The new indexer’s lines of java code is about one third of what the old one had - not that loc’s mean all that much in a java project ;-).
Performance and reliability
The biggest issue we are facing at the moment are timeouts in Elasticsearch. We try to work around this problem in several places, from retry mechanisms to caching mechanism. But it is not possible to counteract timeouts completely with these tools. It’s like covering a manhole with bandaid.
One reason for this certainly is the constantly increasing amount of search based requests that pile up in ACP. The second reason is that our elasticsearch cluster is not optimized for how we actually use search in ACP today. The first matter we cannot change. Search is and will be central in ACP. The latter we decided to address.
Optimizing indexes and sharding
As stated above, the old cluster was set up without knowing what types of searches we were going to execute. And without knowing too much about elasticsearch itself. It is important to have in mind that this is not an ideal precondition. Because as it turned out, it was the index configuration that caused the biggest performance problems.
Each of the several hundred old indexers did create it’s own index, and posted it’s documents to this index. At the time of writing, we have 496 indexes in the old cluster. Now, not all of these are actually active, some are abandoned due to renames and others are internal indexes which are not used by acp. But either way we talk about a big number here.

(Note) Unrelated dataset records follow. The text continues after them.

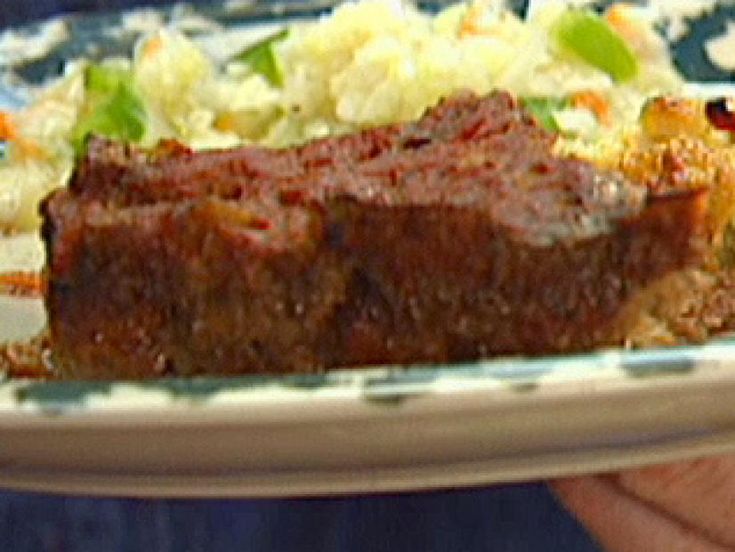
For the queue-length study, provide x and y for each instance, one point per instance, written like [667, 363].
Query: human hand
[684, 507]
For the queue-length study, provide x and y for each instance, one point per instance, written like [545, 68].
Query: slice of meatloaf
[114, 172]
[474, 241]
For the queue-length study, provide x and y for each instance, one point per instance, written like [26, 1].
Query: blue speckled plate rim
[386, 384]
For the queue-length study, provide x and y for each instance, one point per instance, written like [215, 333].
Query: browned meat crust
[458, 237]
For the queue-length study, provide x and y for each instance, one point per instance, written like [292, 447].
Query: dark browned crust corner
[458, 237]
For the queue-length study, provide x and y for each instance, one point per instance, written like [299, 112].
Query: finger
[622, 523]
[699, 493]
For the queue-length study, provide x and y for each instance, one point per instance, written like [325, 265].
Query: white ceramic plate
[363, 431]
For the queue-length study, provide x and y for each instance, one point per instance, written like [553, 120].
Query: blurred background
[508, 518]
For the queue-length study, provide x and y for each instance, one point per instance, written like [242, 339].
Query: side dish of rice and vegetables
[584, 74]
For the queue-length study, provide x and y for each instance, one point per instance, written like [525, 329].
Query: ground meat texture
[454, 238]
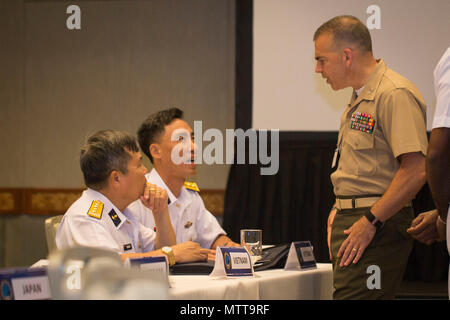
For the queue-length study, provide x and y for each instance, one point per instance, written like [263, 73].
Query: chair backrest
[51, 227]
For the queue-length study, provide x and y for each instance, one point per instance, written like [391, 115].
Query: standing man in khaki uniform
[381, 149]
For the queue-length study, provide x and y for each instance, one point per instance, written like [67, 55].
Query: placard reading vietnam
[301, 256]
[157, 266]
[232, 262]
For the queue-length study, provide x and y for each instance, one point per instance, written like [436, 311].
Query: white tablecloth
[272, 284]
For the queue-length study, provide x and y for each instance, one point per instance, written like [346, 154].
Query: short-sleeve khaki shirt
[386, 120]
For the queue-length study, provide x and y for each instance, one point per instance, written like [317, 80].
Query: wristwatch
[168, 251]
[374, 220]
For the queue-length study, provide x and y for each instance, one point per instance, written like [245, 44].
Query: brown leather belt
[353, 202]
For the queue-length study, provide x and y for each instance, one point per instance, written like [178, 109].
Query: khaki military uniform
[386, 120]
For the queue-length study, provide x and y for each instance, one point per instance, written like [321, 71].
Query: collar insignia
[114, 217]
[96, 209]
[191, 186]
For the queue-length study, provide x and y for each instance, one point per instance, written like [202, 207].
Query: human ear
[155, 151]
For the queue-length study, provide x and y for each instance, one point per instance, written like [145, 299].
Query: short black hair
[104, 152]
[153, 127]
[347, 29]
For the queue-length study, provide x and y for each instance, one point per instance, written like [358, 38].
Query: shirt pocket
[362, 153]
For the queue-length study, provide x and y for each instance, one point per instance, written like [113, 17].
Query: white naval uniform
[87, 223]
[189, 217]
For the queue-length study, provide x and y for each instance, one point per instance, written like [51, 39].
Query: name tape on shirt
[363, 122]
[232, 262]
[301, 256]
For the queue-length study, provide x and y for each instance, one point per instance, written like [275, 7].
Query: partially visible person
[168, 142]
[115, 178]
[434, 225]
[381, 145]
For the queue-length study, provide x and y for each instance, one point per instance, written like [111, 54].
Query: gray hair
[106, 151]
[347, 29]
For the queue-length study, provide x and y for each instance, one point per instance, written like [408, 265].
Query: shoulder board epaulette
[191, 186]
[96, 209]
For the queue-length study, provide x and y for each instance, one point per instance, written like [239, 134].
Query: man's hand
[224, 241]
[155, 198]
[360, 234]
[190, 251]
[329, 228]
[424, 227]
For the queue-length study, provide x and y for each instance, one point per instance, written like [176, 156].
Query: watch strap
[168, 251]
[373, 220]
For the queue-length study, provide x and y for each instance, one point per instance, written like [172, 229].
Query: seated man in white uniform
[115, 176]
[158, 136]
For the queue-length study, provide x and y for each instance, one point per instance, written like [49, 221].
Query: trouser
[379, 272]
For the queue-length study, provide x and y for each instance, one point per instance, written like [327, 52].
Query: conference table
[273, 284]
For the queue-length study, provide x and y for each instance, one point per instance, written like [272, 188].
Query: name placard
[232, 262]
[301, 256]
[24, 284]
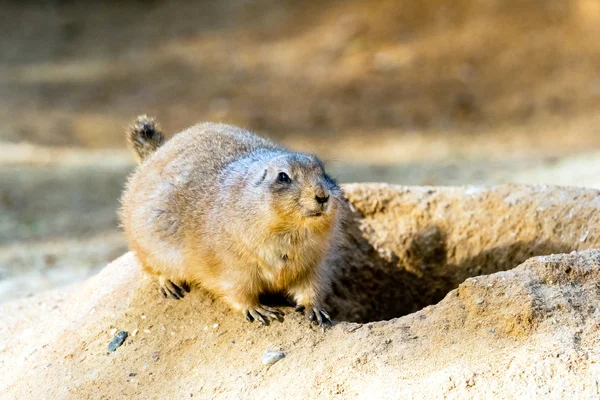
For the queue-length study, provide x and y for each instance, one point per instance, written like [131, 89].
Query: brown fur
[207, 208]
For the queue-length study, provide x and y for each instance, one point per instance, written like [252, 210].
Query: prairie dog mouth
[313, 213]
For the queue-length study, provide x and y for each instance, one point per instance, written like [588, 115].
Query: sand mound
[532, 330]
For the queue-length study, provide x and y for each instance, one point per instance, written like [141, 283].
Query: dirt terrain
[530, 331]
[432, 92]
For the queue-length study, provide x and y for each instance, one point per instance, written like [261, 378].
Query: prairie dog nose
[321, 195]
[322, 200]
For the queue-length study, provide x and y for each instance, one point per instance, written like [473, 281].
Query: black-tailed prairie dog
[238, 214]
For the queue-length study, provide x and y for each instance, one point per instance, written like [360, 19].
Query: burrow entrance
[407, 248]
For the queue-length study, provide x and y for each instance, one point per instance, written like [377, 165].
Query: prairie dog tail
[144, 137]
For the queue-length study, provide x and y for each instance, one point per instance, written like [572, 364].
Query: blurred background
[414, 92]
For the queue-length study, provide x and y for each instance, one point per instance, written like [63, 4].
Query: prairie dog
[238, 214]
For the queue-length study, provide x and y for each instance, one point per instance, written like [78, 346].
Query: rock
[117, 341]
[270, 357]
[408, 323]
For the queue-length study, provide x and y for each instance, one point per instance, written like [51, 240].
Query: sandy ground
[433, 92]
[527, 331]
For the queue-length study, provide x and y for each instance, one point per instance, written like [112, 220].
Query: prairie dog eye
[283, 178]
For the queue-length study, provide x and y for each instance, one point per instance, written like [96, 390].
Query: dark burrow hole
[372, 285]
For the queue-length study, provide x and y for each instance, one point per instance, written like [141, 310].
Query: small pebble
[270, 357]
[117, 341]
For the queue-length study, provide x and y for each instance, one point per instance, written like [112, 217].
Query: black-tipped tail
[144, 137]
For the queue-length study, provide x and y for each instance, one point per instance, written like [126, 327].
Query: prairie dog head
[297, 191]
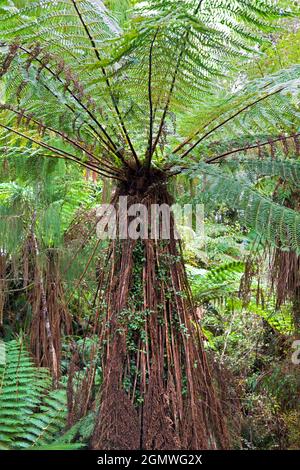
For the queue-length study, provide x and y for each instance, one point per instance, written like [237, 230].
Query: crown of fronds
[113, 97]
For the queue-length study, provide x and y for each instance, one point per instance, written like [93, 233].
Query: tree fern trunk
[157, 388]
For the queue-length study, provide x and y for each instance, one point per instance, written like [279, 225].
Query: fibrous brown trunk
[157, 391]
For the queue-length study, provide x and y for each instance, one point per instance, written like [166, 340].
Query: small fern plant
[32, 416]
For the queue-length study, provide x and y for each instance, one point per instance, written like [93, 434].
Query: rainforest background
[147, 343]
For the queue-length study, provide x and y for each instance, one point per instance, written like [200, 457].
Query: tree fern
[272, 222]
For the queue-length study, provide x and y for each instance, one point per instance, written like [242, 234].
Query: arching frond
[273, 222]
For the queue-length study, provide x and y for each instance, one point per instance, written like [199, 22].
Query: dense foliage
[190, 101]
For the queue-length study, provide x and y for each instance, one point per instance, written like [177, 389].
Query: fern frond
[31, 415]
[277, 224]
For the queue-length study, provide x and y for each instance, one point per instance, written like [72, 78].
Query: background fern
[32, 416]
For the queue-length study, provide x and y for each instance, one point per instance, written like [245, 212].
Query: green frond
[31, 414]
[216, 283]
[273, 222]
[288, 170]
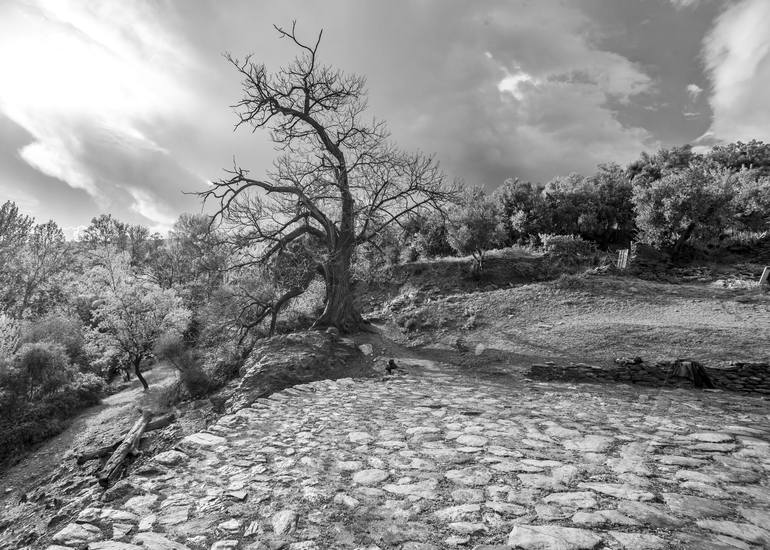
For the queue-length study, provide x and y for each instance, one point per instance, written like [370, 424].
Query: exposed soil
[97, 426]
[592, 319]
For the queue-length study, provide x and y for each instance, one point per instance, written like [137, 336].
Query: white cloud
[147, 205]
[694, 91]
[737, 56]
[515, 83]
[89, 80]
[681, 4]
[555, 107]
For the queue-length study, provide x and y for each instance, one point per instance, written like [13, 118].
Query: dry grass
[596, 319]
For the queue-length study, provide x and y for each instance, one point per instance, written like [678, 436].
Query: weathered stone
[112, 545]
[743, 531]
[602, 517]
[583, 499]
[618, 491]
[695, 507]
[154, 541]
[589, 444]
[228, 544]
[638, 541]
[469, 476]
[170, 458]
[203, 439]
[284, 522]
[370, 477]
[472, 440]
[467, 527]
[552, 537]
[458, 513]
[711, 437]
[468, 495]
[76, 534]
[756, 516]
[648, 514]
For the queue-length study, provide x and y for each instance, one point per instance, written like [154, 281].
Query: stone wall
[741, 377]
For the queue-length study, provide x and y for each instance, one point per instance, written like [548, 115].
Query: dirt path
[98, 425]
[432, 459]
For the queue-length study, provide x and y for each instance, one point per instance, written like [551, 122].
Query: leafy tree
[475, 225]
[677, 206]
[14, 231]
[615, 215]
[192, 259]
[339, 179]
[751, 202]
[105, 230]
[519, 201]
[42, 263]
[58, 328]
[754, 155]
[650, 168]
[131, 314]
[40, 370]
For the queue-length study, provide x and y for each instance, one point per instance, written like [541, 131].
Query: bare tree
[339, 179]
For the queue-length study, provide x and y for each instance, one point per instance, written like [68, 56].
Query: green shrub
[30, 422]
[59, 329]
[39, 370]
[171, 347]
[567, 246]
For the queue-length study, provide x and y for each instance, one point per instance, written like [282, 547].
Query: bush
[567, 246]
[171, 347]
[58, 329]
[27, 423]
[39, 370]
[9, 336]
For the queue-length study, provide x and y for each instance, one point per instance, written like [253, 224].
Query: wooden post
[623, 258]
[765, 276]
[113, 466]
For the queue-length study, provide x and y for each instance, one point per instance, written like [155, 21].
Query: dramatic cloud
[532, 96]
[737, 56]
[694, 91]
[89, 81]
[120, 106]
[681, 4]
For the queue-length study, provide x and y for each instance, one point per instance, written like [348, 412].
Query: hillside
[460, 447]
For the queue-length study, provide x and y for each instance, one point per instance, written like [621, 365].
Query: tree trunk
[340, 310]
[682, 239]
[279, 305]
[137, 362]
[114, 465]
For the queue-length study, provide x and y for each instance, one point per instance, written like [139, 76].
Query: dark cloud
[496, 88]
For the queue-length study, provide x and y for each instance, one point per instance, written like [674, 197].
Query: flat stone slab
[204, 439]
[552, 537]
[618, 491]
[440, 461]
[743, 531]
[696, 507]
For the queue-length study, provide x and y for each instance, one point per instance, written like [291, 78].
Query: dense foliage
[74, 313]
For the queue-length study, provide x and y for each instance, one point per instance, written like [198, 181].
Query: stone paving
[441, 461]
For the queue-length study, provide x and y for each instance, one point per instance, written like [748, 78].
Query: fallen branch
[100, 452]
[114, 465]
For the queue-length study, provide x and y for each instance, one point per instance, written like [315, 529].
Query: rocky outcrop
[287, 360]
[740, 377]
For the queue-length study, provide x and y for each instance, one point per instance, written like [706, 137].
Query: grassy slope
[595, 319]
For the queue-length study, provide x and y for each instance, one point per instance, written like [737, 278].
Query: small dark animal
[391, 367]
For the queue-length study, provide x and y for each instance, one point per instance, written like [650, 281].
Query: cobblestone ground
[440, 461]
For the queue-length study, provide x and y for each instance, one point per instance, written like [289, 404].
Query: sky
[118, 107]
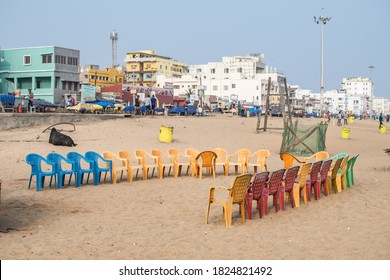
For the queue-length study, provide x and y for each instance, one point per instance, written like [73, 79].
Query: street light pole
[323, 20]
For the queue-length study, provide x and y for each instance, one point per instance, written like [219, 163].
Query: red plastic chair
[312, 181]
[258, 191]
[275, 189]
[289, 180]
[321, 182]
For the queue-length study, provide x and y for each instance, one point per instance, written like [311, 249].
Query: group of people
[149, 102]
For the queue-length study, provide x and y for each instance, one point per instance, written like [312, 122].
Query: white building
[243, 78]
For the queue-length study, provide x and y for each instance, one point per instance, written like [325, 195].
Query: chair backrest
[275, 181]
[259, 182]
[289, 159]
[208, 158]
[261, 156]
[343, 165]
[325, 169]
[35, 160]
[222, 155]
[335, 168]
[290, 177]
[304, 173]
[315, 169]
[240, 187]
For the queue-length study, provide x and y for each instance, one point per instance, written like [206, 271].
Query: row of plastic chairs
[74, 164]
[290, 184]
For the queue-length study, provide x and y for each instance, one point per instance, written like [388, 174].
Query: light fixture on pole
[323, 20]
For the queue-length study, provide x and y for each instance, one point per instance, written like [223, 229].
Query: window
[27, 60]
[47, 58]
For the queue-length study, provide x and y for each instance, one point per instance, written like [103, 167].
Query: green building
[49, 71]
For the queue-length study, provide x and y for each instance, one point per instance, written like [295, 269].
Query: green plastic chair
[349, 171]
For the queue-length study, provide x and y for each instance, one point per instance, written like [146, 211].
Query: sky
[202, 31]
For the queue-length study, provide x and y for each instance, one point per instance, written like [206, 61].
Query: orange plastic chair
[258, 191]
[300, 187]
[289, 160]
[313, 178]
[180, 160]
[222, 158]
[147, 161]
[164, 161]
[133, 163]
[317, 156]
[238, 160]
[118, 166]
[332, 175]
[236, 195]
[341, 183]
[192, 153]
[206, 160]
[260, 156]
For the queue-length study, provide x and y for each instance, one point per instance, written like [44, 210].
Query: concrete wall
[11, 120]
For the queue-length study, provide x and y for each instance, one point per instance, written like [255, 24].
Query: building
[91, 75]
[142, 68]
[235, 78]
[49, 71]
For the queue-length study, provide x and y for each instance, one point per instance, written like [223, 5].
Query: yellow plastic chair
[300, 187]
[206, 160]
[289, 160]
[119, 165]
[147, 161]
[222, 158]
[192, 153]
[332, 175]
[234, 195]
[340, 177]
[133, 163]
[260, 156]
[238, 160]
[180, 160]
[164, 161]
[317, 156]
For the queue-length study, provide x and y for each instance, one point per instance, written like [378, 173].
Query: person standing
[30, 99]
[380, 120]
[153, 102]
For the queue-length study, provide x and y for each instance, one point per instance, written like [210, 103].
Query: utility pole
[323, 20]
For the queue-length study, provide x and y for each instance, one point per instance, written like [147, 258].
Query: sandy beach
[165, 219]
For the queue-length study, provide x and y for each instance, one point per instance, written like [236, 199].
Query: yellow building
[143, 66]
[106, 77]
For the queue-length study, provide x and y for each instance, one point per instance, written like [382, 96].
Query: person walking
[380, 120]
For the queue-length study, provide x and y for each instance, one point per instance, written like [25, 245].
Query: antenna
[114, 38]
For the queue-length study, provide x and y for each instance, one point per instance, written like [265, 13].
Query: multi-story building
[236, 78]
[49, 71]
[142, 68]
[91, 75]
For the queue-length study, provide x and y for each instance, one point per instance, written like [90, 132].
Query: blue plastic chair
[97, 168]
[58, 161]
[79, 163]
[35, 161]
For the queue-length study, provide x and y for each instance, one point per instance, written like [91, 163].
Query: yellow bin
[345, 132]
[166, 133]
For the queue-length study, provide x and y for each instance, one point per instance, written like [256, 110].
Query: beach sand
[165, 219]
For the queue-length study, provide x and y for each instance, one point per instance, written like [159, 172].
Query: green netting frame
[303, 140]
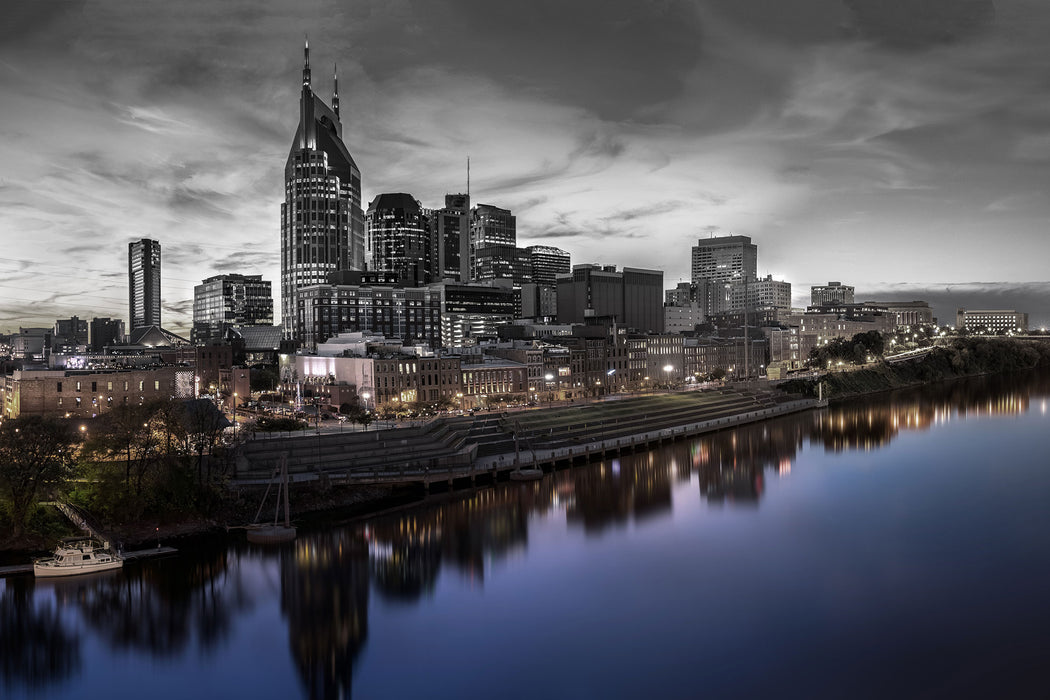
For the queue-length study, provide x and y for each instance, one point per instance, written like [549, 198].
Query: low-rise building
[991, 320]
[87, 394]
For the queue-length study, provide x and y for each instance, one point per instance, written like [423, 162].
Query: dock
[148, 553]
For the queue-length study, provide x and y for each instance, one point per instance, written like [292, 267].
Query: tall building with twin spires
[321, 220]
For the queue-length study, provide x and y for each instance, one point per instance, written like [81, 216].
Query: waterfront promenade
[488, 445]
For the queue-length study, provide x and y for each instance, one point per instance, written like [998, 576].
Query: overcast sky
[900, 146]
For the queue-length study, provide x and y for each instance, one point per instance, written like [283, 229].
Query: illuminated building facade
[489, 226]
[450, 227]
[230, 300]
[144, 282]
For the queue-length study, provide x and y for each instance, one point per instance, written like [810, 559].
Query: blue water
[894, 548]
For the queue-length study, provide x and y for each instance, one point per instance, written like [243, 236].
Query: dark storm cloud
[918, 24]
[33, 21]
[240, 260]
[945, 299]
[609, 56]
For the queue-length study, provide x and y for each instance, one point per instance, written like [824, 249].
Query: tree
[36, 453]
[127, 435]
[204, 426]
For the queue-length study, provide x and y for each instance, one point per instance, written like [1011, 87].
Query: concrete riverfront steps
[484, 446]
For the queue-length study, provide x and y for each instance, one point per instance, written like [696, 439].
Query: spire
[335, 89]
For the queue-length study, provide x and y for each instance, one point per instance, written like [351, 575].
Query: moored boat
[78, 555]
[526, 474]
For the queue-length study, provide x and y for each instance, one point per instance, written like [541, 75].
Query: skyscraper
[719, 263]
[144, 282]
[452, 227]
[489, 226]
[548, 262]
[321, 221]
[230, 300]
[632, 297]
[399, 238]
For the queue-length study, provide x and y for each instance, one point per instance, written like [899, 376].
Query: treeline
[158, 462]
[959, 357]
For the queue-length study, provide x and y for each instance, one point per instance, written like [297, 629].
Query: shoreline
[350, 502]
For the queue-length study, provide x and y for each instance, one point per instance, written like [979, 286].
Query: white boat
[78, 555]
[526, 474]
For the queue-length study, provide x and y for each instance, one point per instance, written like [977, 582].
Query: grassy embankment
[961, 357]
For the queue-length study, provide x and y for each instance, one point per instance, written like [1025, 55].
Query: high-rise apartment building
[230, 300]
[548, 262]
[725, 259]
[719, 263]
[450, 241]
[321, 221]
[833, 293]
[489, 226]
[398, 238]
[144, 283]
[503, 262]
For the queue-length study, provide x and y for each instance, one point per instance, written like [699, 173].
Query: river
[898, 546]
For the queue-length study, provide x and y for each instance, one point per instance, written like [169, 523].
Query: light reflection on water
[812, 547]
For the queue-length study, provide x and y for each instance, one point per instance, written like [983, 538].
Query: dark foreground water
[898, 547]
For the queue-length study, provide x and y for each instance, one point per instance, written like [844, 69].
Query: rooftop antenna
[335, 89]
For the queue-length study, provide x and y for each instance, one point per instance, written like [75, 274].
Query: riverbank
[957, 359]
[330, 485]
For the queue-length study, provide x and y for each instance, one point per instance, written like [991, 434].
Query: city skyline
[901, 151]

Also, there is a configuration setting in elasticsearch called shard per index. This setting cannot be changed once the index is created. The default is 5 + 1 replica per shard. We set it to 3 plus 2 replicas per shard, a bit lower because we had many relatively small indexes. That amounts to a total of 3 * 3 = 9 shards per index. Granted, if a particular search falls withing the index’s partitioning criteria, elasticsearch may possibly only have to access one shard for that search. But for most of our searches we have to access the whole index. Which means accessing 3 shards per search per index.
Another important fact is that we quite often search for content in all or almost all publications.
The final piece of information for understanding how the sum of the above hurt us, is that one shard in elasticsearch technically is one lucene index. And each lucene index is one process on the machine. If we now theoretically run a search across multiple indexes, e.g. for searching in all publications, elasticsearch will do the following:
First, it has to fan out the search to all involved shards, If we assume the search is across 300 indexes, we start 3 * 300 = 900 (shards-per-index * indexes) lucene searches. So we have 900 processes concurrently using cpu on the cluster nodes. Elasticsearch will then wait for all of the shards to finish, rank the collected results, and then fetch the selected documents.
The point here is that our example used 900 threads for a single search request. Which obviously is too much. Especially if you run many such searches at the same time. This is what we see all the time now, many cluster nodes run on max load.
So the only way to fix this was to build a new cluster, with fewer indexes and fewer shards.
The new cluster now only has one big index, with 5*3 shards. And we need fewer nodes in the cluster.